Neither "Light Years" nor "Fever" offers a single clue to Kylie Minogue's psyche, personal life or current romantic status. While she looks poised to finally extend her stardom to America, there are some who think that what they see as her impersonality will stand in the way. Writing about her in the New York Times, J.D. Considine said, "American audiences prefer self-defining divas on the order of Mariah Carey and Madonna. After all, both Madonna and Ms. Carey write or co-write their own material and have created some of their biggest hits by drawing from their own inner struggles." Uh-huh. Does anyone doubt that the next Mariah Carey record, coming after her much publicized nervous breakdown, the flop of her movie "Glitter" and the commercial disappointment of her last two albums -- which led to a buyout from her enormous recording contract -- will be its own Vanity Fair profile, a chronicle of her brave comeback after the sort of "inner struggles" Considine writes about?

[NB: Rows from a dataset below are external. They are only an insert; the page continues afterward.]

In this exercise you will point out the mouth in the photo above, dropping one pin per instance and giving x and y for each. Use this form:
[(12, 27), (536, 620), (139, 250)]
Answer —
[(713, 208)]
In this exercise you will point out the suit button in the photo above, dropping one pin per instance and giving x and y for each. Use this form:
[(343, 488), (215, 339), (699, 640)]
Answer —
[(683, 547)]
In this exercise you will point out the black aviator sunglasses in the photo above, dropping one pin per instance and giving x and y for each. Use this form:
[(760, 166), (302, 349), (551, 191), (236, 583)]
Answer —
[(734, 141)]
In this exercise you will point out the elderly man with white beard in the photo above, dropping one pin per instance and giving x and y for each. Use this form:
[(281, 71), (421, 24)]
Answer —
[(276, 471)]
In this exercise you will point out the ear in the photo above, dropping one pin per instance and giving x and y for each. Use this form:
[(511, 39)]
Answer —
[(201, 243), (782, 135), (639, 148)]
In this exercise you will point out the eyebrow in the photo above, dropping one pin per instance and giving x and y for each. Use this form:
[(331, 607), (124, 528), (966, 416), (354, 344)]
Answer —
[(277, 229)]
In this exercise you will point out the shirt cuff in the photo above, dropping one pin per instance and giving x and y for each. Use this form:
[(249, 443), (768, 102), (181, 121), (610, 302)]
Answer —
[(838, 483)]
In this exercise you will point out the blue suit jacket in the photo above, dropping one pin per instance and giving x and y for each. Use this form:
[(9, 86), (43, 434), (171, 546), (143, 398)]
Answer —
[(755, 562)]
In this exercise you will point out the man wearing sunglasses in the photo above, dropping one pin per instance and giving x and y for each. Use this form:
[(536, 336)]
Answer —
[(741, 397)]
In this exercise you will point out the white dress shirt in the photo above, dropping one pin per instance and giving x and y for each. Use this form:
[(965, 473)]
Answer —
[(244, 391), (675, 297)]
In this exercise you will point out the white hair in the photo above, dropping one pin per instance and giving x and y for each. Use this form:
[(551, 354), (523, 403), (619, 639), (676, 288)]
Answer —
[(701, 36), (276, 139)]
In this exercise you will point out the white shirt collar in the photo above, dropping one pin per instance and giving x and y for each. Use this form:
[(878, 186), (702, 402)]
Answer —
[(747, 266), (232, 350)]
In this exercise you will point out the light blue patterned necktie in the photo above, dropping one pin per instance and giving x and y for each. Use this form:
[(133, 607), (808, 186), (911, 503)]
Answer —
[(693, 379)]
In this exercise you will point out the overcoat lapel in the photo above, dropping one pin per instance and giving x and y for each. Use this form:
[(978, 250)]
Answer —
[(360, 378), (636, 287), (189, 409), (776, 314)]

It's not that there's no reason to look for the personal content in diva albums. For too long, mostly white rock critics ignored the personal content of soul music (especially Philly-influenced '70s soul) while parsing everything that flowed from the pen of St. Joni (or, God forbid, Janis Ian) for driblets of wisdom. But in diva pop, self-promotion has too long passed for personal statements. In that atmosphere, it's no wonder that singles like Nikka Costa's "Like a Feather," with its borrowed '70s funk-isms, or the bad-girl brattiness of Pink's "Get the Party Started" (and its terrific video) with its "get da fuck out my way" confidence, sound so great.

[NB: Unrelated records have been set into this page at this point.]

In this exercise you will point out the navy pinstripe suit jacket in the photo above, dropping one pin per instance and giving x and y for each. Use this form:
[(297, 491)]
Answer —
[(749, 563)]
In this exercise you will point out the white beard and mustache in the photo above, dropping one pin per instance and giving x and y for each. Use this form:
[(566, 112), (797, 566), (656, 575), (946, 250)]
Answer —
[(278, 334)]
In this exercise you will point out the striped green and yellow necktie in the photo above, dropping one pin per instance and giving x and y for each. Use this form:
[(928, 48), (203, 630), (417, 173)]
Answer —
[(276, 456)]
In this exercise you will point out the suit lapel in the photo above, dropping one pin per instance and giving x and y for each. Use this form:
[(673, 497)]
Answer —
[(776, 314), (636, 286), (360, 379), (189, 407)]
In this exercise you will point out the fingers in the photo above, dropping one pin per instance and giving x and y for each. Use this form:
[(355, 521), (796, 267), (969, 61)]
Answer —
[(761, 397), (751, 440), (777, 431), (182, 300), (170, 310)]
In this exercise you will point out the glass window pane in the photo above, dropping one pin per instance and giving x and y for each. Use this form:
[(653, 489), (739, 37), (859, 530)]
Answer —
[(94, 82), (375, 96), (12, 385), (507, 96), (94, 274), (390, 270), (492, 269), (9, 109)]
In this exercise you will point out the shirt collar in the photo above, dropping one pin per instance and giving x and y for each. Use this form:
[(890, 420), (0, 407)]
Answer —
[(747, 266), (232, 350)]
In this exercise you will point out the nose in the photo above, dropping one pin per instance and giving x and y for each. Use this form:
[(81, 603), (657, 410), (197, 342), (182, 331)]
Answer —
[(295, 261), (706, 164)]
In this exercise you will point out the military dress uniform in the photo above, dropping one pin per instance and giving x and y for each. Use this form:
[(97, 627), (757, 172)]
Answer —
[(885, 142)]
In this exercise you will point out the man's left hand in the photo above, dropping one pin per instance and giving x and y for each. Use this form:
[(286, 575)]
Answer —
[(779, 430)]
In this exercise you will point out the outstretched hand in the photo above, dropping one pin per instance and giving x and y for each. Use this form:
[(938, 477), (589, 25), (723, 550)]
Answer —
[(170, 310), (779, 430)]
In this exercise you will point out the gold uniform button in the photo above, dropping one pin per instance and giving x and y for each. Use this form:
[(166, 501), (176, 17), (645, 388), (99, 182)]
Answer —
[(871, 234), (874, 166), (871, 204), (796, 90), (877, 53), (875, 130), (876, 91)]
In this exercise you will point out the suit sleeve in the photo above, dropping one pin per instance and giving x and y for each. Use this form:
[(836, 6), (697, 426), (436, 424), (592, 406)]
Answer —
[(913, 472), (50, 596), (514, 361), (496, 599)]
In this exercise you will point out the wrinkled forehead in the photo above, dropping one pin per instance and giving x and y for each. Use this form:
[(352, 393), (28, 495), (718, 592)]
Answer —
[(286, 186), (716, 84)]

And it's why Kylie Minogue offers so much uncomplicated pleasure. What some people hear as impersonality, I hear as professionalism, a dedication to the spirit of fun and community and release that has always been at the heart of dance music. "Fever" kicks off with "More More More" (not the Andrea True Connection hit of the '70s) and the title gives the game away. For all the cool control of her voice (and of the sound of the record in general) there's an appetite at work here, a generous appetite.

"Fever" is about a determination to give the listener a good time, to make sleek, catchy dance pop in which nothing -- neither the vocals nor the sexuality projected by the singer -- overwhelms the sound as a whole. "Fever" allows you to relax, in the way you can when you know your enjoyment is in the hands of people who aren't going to screw it up. The hooks arrive on schedule; the beat and, more important, the swirl of the music keep returning to stir you into the mix. It's strange to speak about an album that is a bid for U.S. stardom as self-effacing. But in terms of what her contemporaries are doing, Minogue, who's now 33, hasn't let her ego get in the way of the music.

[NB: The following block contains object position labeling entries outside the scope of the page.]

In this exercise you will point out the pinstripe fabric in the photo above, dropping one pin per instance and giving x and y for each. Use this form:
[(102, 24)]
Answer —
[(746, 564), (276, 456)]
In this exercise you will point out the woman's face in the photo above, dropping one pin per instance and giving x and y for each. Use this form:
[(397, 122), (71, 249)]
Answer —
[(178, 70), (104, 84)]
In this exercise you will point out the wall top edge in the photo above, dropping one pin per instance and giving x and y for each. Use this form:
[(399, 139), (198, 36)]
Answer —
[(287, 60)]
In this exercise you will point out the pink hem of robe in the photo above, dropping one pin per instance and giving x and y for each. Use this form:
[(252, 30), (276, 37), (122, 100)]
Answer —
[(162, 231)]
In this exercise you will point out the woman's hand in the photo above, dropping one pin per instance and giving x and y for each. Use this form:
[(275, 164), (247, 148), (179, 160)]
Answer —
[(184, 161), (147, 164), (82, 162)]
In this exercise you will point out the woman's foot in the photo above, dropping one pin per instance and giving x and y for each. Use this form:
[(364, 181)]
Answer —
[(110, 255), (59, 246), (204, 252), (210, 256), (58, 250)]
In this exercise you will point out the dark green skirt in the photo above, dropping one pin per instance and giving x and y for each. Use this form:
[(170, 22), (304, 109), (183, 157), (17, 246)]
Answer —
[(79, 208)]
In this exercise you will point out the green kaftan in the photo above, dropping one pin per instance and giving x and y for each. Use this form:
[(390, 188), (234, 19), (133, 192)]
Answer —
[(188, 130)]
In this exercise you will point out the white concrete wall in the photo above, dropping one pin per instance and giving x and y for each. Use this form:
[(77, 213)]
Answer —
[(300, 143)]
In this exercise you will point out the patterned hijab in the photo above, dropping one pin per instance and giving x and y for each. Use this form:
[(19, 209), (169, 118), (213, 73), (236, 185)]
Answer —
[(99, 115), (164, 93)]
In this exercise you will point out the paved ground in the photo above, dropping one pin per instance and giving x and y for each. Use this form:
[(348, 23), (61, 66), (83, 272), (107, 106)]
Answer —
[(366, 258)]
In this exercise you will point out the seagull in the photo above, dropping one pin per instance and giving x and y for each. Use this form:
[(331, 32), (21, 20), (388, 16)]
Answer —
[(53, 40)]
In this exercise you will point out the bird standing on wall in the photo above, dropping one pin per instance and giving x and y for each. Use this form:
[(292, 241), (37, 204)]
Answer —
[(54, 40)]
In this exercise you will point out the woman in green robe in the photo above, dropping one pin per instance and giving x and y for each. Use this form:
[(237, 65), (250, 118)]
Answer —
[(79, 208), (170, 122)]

A Time Out profile quotes alt-rock legend Nick Cave, a fan who performed a duet with Kylie on his album "Murder Ballads," saying that her music takes place in "that space between innocence and sensuality that is the playground of all great pop music." I don't know if I'd go so far as to say that Minogue has made great pop music. It may be that "Light Years" and "Fever" are just passing pleasures, although that's nothing to sneer at. But Cave's image of the music as taking place on a playground feels absolutely right, a playground that magically expands to encompass whoever listens and wants to join the game.